Un vendredi, soleil au zénith, derrière une moto, Merveille honore un rendez-vous pris la veille. Lunette carrée sur un visage rond, tee-shirt à manche courte, basket aux pieds et un sac à main contenant son ordinateur. La ressemblance est nette avec les génies de la Silicon Valley.

Cette fille âgée de 22 ans est surnommée la ‘’bagarreuse’’ par ses camarades non pas pour sa bestialité mais pour son courage à affronter la complexité de la science. « Dès mon jeune âge, j’aime tout ce qui est embarqué, tout ce qui concerne la création, l’automatisme… » dit-elle. Très petite, son ‘’petit’’ grand-père l’initiait à affronter des défis en mathématique et en physique. « Ça me poussait à faire ressortir ce que j’avais en moi » poursuit-elle.

Loin de son papa, Kaltouma grandit sous le regard bienveillant de sa mère et de ses oncles. Son entourage, l’encourage à se donner la meilleure d’elle-même jusqu’à obtenir un bac scientifique en 2018. Elle opte pour le génie électrique et s’enfiche de ceux qui lui disent que c’est un métier de garçon. Trois ans plus tard, elle obtient avec brio sa licence à l’Université Charles Lwanga de Sarh, ville du sud du pays.

Mais elle refuse d’emprunter le chemin électrique. La passion pour la robotique a pris de dessus. En classe de 5ème, raconte-t-elle, elle découvre au Centre Culturel Français devenu Institut français du Tchad un documentaire sur la science-fiction. « Je suis sortie de la salle en me posant beaucoup de questions sur ce qui se cache derrière ce que j’ai vu ». Eblouie et depuis ce jour, la jeune fille ne rêve que de devenir une spécialiste de la robotique.

Curiosité, discipline, travail sont ses maitres mots. Aujourd’hui, elle est responsable des machines, formatrice et accompagnatrice des projets innovants du numérique au FabLab de Wenaklabs, l’un des plus importants incubateurs du pays. « J’ai été retenue plusieurs fois pour un stage et même un emploi dans une société d’électricité mais je me sens à l’aise à Wenaklabs » balance-t-elle avec un petit sourire.

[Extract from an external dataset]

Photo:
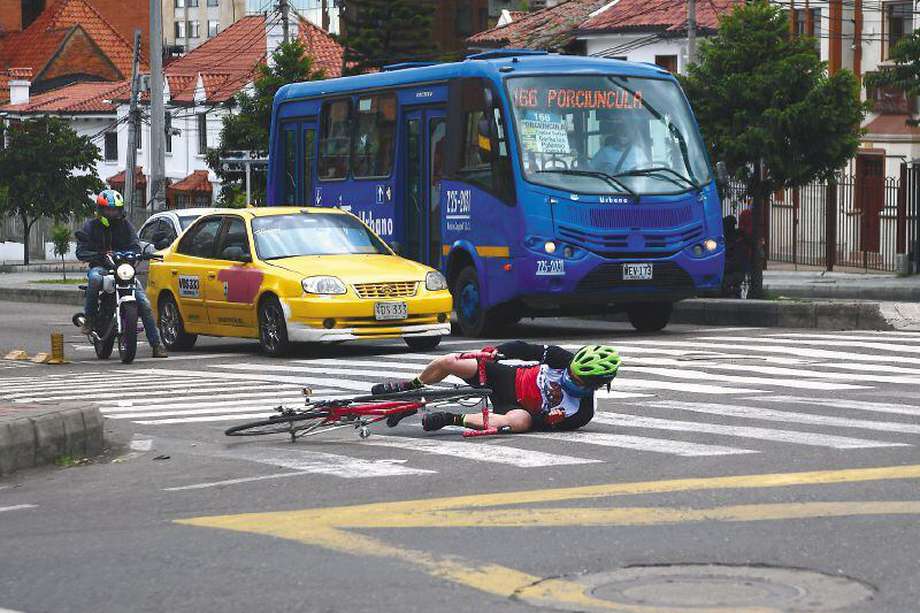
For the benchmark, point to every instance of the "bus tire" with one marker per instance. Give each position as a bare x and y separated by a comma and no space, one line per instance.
649,316
472,319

Sous ses auspices, l’équipe tchadienne de ‘’First Global’’ a occupé la 5ᵉ position sur 191 pays qualifiée pour les playoff de la compétition flottant ainsi le drapeau tricolore.

Son sérieux lui a valu d’être choisie comme mentor de l’équipe du Tchad à la compétition internationale de robotique ‘’First Global Challeng’’ pour l’édition 2023 qui s’est tenue à Singapour. « Tout ce qui concerne le projet First Global cette année c’était moi qui gérais. La sélection des enfants, la formation… Transformer des enfants qui ne connaissent rien de la technologie à des enfants qui sont aujourd’hui capables de réaliser des robots. C’est quand même une fierté » se réjouit-elle.

Outre l’électronique et la robotique, la bagarreuse est aussi designer, conceptrice, décoratrice évènementielle…

Actuellement, Merveille réfléchit sur un projet en rapport avec les Objectifs de Développement Durable qui consiste à propulser les jeunes filles dans le domaine des STM (Science-Technologie-Ingénierie-Mathématiques). Sauf qu’elle regrette le manque d’efforts dont font preuve la plupart des femmes tchadiennes malgré , selon elle, les multiples opportunités qui s’offrent à elles. « Une fille au lieu d’utiliser les réseaux sociaux pour s’instruire en s’abonnant à des pages et comptes intéressants, elle préfère passer son temps sur tiktok ou s’exhiber » regrette-t-elle.

Ce vendredi-là, Kaltouma Patric Merveille ne repart plus au labo – j’ai déjà fini dit-elle – direction la maison derrière la moto.